Николай Эрдман вошел в советскую литературную традицию как автор «Мандата» и «Самоубийцы» – пьесы, объяснившей целому поколению интеллигенции, «почему мы еще живы», и ставшей тем самым как бы прощанием автора со своим даром. Не забудем, что, услышав 12 октября 1933 года об аресте Эрдмана за басни (его и Владимира Масса увезли прямо из Гагр, со съемок «Веселых ребят»), Булгаков «ночью… сжег часть своего романа» (о дьяволе)[238]. Но при всем сходстве язвительного склада ума обоих, при их взаимной симпатии и блестящем собеседничестве (Булгаков, как известно, даже написал личное письмо Сталину в защиту Эрдмана) Эрдман по натуре тяготел к другому жанру, расцветавшему в иные моменты истории, но так и не конституированному отечественной традицией. И дело не только в том, что ему явно не хватало благородного графоманства, просто он любил короткий метр и легкий жанр. Если Булгаков сочинял либретто для опер, то Эрдман – для оперетт. Он был, как сказали бы теперь, плейбоем: любил бега, коньяк, женщин и женился на балеринах. Если бы в России могла состояться кабаретистская культура, временно расцветавшая в «позорное и проклятое» и в 20-е, он безусловно стал бы ее Charming Prince[239]. Но железная метла соцреализма, увы, вымела всю эту блестящую, а иногда мишурную тулузлотрековщину на малоуважаемую советскую эстраду, и лишь в отдаленной перспективе конца века стало очевидно, что «клоуны» наподобие Райкина рассказали нам больше правды о нас самих, нежели их куда более уважаемые коллеги в высоком искусстве.
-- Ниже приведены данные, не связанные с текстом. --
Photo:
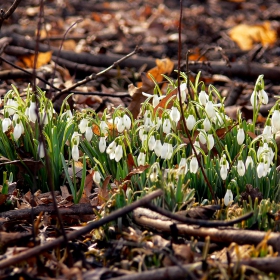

Со своей стороны, авангард, клявшийся низкими жанрами, не узнал их в лицо в тех немногих случаях, когда они о себе заявили. Все это вместе сделало Эрдмана, даже вписанного в титры «Волги-Волги», таким же невидимкой, как почтальон в известной патер-брауновской новелле Честертона. Между тем как знакомство с «исходником» делает очевидным объем его участия в работе над сюжетом и текстом сценария.
Бывалов на пароходе «Севрюга».
Разумеется, у авторов первоначального варианта, посещавших Голливуд, был свой запас юмора, трюков и гэгов. Все же я хочу остановиться на некоторых вполне гипотетических мелочах, которые могли послужить толчком для воображения Эрдмана.
Думаю, что в «Волге-Волге»-2 очевиден непредвзятому глазу юмор далеко не безобидный, который вполне условно я назвала бы «эрдмановским слоем». Провинция и ее бюрократия после трех лет ссылки была хорошо ему знакома, а взгляд «Мамина-Сибиряка» не терял зоркости[240]. Вся в целом Мелководия, сменившая в новом варианте сценария добропорядочный советский город Камышов, я думаю, была эрдмановской.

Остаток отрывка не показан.